正月の行事は、元旦を中心にした日々と、1月15日を中心にした日々に分けられます。
前者を大正月、後者を小正月と呼びます。
大正月は、元旦(1月1日の朝)に宮中や武家社会で公的儀礼が行なわれたり、民間では年神さまを迎えて祀ります。
小正月は、旧暦では満月にあたる日なので、農耕の予祝行事や年占などを行ないます。
明治以降、政府によって正月の行事は元旦を中心に固められ、新暦導入により1月15日は満月とは限らなくなったことから、小正月の意味が薄れてしまいました。
一般の人々の正月行事は、年神さまを迎えて祀り、その霊力によって新しい力を授かろうといった趣旨に基づくものが多くなりました。
年神さま
年神さまとは、新しい年に実りをもたらし、人々に生命を与える存在で、ご先祖さまであるとも考えられてきました。

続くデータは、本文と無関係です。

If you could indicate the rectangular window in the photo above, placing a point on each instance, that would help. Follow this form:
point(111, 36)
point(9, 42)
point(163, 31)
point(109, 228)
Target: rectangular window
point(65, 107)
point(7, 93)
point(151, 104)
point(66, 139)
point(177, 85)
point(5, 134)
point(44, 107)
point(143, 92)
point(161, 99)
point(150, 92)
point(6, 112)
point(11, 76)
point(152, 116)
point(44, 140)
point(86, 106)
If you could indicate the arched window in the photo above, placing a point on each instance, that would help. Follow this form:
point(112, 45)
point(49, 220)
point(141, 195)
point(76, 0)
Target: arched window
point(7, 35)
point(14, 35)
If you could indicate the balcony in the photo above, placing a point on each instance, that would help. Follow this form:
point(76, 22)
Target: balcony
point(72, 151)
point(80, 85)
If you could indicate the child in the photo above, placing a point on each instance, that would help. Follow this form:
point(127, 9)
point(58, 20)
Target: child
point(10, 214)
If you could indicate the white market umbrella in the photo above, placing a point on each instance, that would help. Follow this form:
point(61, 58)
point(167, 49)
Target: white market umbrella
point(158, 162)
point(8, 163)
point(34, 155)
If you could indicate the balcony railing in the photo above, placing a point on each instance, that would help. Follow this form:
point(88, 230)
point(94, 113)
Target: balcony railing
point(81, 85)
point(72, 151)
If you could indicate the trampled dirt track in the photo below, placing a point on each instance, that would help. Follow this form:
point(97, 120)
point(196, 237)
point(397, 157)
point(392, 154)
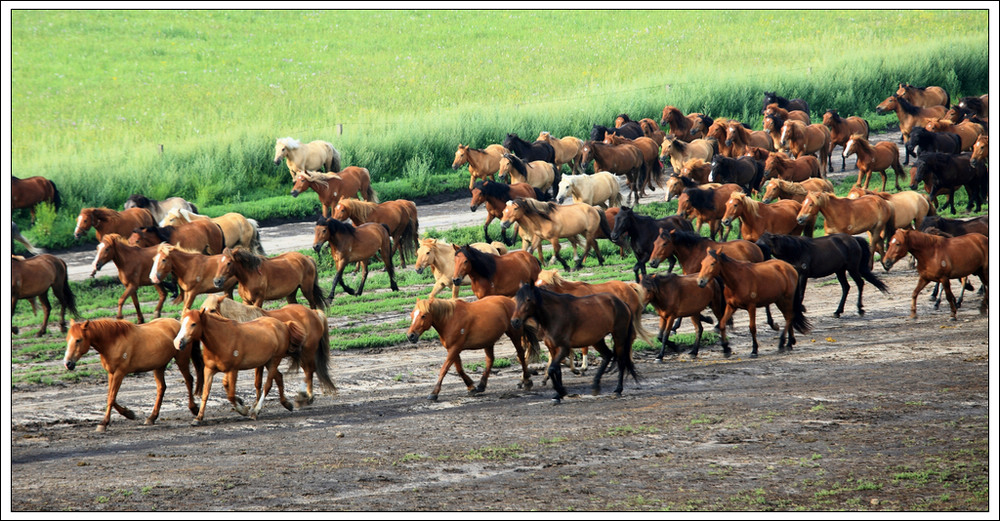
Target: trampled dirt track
point(878, 412)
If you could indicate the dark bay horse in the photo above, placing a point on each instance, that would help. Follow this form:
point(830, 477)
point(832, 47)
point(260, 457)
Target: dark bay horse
point(569, 322)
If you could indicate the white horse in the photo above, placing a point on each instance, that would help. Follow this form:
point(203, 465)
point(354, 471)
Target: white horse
point(598, 189)
point(312, 156)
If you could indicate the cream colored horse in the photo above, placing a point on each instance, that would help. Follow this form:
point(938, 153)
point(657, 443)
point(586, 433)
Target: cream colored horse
point(310, 156)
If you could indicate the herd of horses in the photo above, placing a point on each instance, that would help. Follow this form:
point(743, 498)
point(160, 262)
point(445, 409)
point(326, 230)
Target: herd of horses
point(773, 181)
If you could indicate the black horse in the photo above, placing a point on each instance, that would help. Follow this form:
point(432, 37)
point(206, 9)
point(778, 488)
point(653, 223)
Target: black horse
point(838, 254)
point(539, 150)
point(744, 171)
point(642, 232)
point(785, 103)
point(941, 172)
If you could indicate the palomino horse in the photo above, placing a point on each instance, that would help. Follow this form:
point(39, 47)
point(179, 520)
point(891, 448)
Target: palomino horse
point(134, 264)
point(838, 254)
point(495, 196)
point(874, 158)
point(599, 189)
point(569, 322)
point(26, 193)
point(334, 186)
point(940, 259)
point(801, 139)
point(781, 189)
point(127, 348)
point(550, 221)
point(349, 245)
point(30, 278)
point(193, 270)
point(707, 206)
point(908, 207)
point(757, 218)
point(748, 285)
point(200, 236)
point(494, 274)
point(868, 213)
point(841, 130)
point(305, 157)
point(540, 174)
point(315, 355)
point(568, 151)
point(237, 230)
point(440, 256)
point(399, 215)
point(780, 166)
point(106, 220)
point(924, 96)
point(229, 346)
point(465, 325)
point(159, 209)
point(483, 162)
point(624, 160)
point(677, 296)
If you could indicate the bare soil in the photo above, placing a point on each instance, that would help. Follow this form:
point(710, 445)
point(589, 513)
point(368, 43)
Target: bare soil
point(873, 412)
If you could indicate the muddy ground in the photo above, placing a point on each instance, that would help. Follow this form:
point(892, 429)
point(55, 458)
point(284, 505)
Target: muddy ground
point(878, 412)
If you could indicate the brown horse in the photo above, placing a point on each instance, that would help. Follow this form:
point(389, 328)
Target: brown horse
point(678, 296)
point(134, 264)
point(869, 213)
point(801, 139)
point(469, 325)
point(550, 221)
point(780, 166)
point(483, 162)
point(400, 216)
point(26, 193)
point(874, 158)
point(200, 236)
point(757, 218)
point(315, 352)
point(194, 272)
point(841, 130)
point(127, 348)
point(106, 220)
point(940, 259)
point(30, 278)
point(748, 285)
point(334, 186)
point(707, 205)
point(494, 274)
point(229, 346)
point(781, 189)
point(349, 244)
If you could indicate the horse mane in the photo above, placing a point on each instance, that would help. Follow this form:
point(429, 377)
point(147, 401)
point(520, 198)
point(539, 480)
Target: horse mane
point(482, 263)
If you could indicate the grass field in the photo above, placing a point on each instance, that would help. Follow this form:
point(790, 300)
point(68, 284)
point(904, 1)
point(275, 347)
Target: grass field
point(96, 93)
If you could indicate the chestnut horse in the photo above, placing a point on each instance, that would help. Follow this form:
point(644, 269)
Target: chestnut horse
point(30, 278)
point(399, 215)
point(349, 245)
point(841, 130)
point(229, 346)
point(315, 355)
point(106, 220)
point(748, 285)
point(127, 348)
point(569, 322)
point(483, 162)
point(26, 193)
point(940, 259)
point(494, 274)
point(333, 186)
point(465, 325)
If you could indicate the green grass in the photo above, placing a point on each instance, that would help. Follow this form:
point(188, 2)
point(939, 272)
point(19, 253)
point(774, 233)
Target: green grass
point(96, 93)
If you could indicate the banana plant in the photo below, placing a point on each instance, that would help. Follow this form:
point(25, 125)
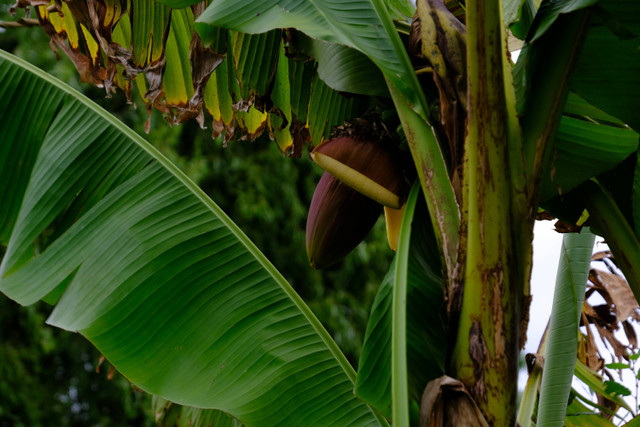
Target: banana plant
point(142, 263)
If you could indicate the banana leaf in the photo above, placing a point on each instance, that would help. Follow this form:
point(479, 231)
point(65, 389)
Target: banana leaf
point(143, 264)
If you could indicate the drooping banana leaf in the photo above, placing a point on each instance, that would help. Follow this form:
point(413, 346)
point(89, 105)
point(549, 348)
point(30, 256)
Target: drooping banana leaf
point(425, 346)
point(142, 263)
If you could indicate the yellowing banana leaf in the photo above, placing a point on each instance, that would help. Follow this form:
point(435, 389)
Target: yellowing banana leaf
point(143, 264)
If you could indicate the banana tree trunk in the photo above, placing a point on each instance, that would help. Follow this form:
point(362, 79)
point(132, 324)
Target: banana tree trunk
point(486, 350)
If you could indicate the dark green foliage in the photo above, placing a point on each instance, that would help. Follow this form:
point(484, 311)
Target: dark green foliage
point(48, 377)
point(268, 197)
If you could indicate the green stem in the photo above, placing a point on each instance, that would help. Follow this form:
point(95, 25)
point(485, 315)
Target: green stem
point(399, 377)
point(486, 351)
point(434, 179)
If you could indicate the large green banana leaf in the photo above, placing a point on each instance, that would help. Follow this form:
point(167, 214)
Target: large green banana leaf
point(425, 345)
point(141, 262)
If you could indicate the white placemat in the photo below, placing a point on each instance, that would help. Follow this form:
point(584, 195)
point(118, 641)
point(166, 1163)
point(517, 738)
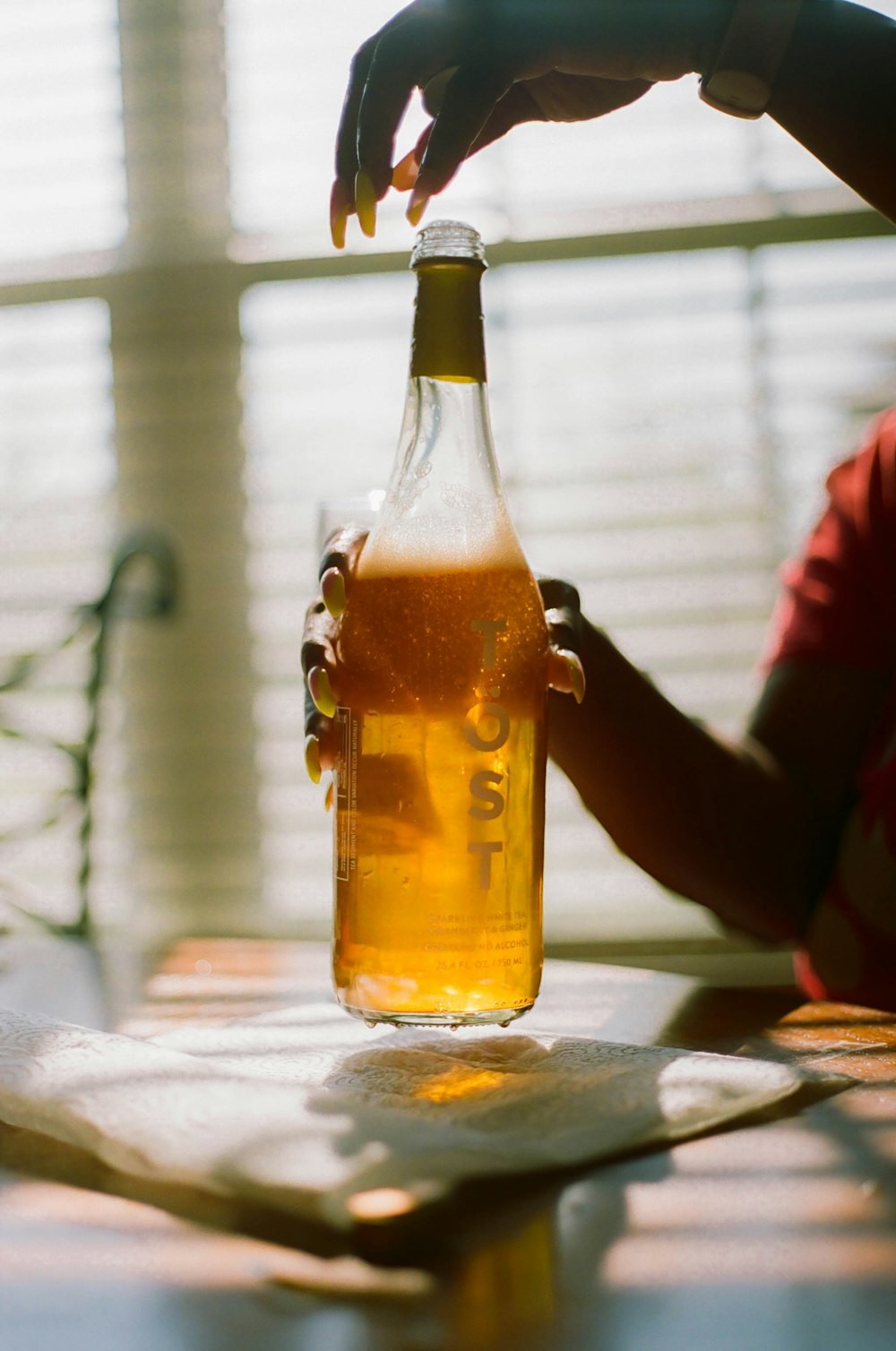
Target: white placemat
point(306, 1109)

ご先祖さまは、春に田の神となって山里に下り、秋に収穫が終わると山に戻って山の神になり、正月になると年神になってまた人々のもとに戻ってきて、小正月が終わると帰ってしまうと伝えられます。
事始めで正月準備開始
正月の準備は、12月13日の事始めから始まるとされます。
事始めのときに煤払いをして、年神さまの居場所を浄めて確保しました。
それ以降、年末にかけて大掃除をし、門松を立て、注連縄や正月飾りを飾り、餅をつき、おせち料理を作り、年神棚をしつらえて、年越し(大晦日)の夜を待ちました。
昔の年越し
昔は、大晦日は夕方には風呂に入って身体を浄め、年神さまにお供えをし、家族揃っておせち料理を食べ、囲炉裏の火を焚きながら一晩中起きていました。
元日の早朝に、年男が若水を汲んできて、その水で雑煮を作ったり、家族全員が洗面にその水を用いたりしました。

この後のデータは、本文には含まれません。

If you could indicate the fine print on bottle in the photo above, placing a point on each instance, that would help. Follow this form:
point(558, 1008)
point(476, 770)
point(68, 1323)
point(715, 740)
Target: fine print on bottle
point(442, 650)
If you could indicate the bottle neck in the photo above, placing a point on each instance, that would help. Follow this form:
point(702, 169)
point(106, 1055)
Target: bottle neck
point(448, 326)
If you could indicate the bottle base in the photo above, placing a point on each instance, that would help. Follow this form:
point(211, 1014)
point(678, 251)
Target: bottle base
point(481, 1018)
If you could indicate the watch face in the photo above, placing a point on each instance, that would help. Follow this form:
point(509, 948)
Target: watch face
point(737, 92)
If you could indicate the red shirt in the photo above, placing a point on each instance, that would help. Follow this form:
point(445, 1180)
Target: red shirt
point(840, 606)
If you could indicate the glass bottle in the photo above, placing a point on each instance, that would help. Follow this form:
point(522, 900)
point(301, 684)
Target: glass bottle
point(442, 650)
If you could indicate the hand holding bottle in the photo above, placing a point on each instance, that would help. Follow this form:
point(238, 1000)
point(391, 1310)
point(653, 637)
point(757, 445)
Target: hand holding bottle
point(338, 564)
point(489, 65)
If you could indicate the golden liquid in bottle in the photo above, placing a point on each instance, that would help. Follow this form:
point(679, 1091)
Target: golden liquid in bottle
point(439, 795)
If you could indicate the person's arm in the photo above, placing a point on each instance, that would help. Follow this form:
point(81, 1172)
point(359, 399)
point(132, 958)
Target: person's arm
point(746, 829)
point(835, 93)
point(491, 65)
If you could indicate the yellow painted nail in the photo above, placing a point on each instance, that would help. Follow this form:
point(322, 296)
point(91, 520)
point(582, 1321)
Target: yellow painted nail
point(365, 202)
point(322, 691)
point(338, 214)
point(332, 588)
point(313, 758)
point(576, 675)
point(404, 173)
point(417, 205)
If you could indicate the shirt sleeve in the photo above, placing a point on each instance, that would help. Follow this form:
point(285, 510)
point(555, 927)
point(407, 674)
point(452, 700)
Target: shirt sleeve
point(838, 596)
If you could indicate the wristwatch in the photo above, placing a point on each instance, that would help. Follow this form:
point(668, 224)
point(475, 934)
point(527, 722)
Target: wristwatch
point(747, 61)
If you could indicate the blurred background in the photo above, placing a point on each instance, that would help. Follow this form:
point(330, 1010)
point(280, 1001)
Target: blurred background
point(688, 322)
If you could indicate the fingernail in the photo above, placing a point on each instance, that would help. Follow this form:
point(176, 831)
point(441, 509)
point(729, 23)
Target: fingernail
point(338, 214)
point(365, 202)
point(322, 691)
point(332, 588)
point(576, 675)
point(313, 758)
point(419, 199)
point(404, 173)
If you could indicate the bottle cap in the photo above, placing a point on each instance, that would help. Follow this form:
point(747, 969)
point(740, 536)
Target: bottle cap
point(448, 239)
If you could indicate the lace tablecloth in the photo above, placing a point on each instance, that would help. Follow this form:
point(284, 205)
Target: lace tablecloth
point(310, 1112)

そして全員で新年を祝うさいに、年神さまに供えた餅の一部を年長者が家族に配りました。
神さまの霊力のこもった玉、すなわち年玉です。
現在は金品の贈答に変わっていますが、年長者が若年者に与えるという基本は変わっていません。
元日は年始回り
昔は、分家が本家を訪ねて祝詞を述べ、一族の長が応対して一緒に飲食をしました。
近代になって、商家がお得意さまの家を訪ねたり、勤め人が上司の家を訪ねるようになりました。

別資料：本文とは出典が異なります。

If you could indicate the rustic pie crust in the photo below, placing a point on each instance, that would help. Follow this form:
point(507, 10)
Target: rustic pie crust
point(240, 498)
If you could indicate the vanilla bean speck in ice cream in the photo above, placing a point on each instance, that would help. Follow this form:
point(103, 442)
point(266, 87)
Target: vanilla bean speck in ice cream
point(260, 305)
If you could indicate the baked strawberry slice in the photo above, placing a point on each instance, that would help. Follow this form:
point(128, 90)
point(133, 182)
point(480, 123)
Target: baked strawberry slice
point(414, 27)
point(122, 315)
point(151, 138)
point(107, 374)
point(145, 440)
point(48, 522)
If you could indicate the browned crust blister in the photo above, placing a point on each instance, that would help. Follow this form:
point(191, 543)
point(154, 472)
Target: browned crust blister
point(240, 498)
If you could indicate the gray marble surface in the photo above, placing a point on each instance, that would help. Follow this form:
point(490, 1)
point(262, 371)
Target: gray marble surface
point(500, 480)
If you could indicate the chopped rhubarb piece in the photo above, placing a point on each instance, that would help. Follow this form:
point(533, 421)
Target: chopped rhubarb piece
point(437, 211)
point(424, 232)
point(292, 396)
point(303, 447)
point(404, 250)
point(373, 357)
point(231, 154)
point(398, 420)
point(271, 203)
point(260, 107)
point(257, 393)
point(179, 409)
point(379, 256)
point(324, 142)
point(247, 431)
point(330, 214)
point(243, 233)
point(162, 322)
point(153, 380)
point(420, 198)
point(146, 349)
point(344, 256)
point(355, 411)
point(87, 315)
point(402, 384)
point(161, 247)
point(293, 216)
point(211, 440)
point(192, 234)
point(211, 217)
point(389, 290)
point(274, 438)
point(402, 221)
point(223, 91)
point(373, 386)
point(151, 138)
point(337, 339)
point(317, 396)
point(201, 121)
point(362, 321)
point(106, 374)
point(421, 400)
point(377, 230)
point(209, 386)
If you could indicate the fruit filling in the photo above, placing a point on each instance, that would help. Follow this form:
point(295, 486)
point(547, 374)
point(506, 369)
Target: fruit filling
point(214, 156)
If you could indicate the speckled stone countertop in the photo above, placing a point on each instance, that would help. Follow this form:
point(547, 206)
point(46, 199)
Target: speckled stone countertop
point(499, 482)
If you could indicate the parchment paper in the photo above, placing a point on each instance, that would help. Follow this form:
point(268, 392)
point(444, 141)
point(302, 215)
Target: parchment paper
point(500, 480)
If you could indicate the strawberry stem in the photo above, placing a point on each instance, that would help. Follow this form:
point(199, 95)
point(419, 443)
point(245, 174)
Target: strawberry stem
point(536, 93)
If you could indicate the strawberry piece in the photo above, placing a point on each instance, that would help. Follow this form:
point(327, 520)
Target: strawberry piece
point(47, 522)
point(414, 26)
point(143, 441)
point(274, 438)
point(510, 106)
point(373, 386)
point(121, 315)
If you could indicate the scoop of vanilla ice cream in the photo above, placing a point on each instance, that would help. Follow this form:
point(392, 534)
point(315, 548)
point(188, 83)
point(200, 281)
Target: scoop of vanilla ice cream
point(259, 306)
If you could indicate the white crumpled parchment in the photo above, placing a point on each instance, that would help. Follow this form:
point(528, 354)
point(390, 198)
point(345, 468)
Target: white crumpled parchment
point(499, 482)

元日の行事は、年始回りと初詣と年神さまのお祭りが中心で、田畑の仕事、家の中の刃物やほうきを用いる仕事は避けられました。
そのため、雑煮を作った後は、年始回りなどに忙しい男性を尻目に、女性と子供はのんびり寝正月ができたのでした。
正月の終わり
正月の終わりは、正月飾りをしまった日とされますが、地域によって異なります。
三が日(3日)、松が開ける(7日か15日)、小正月(15日)、1月いっぱいとさまざまです。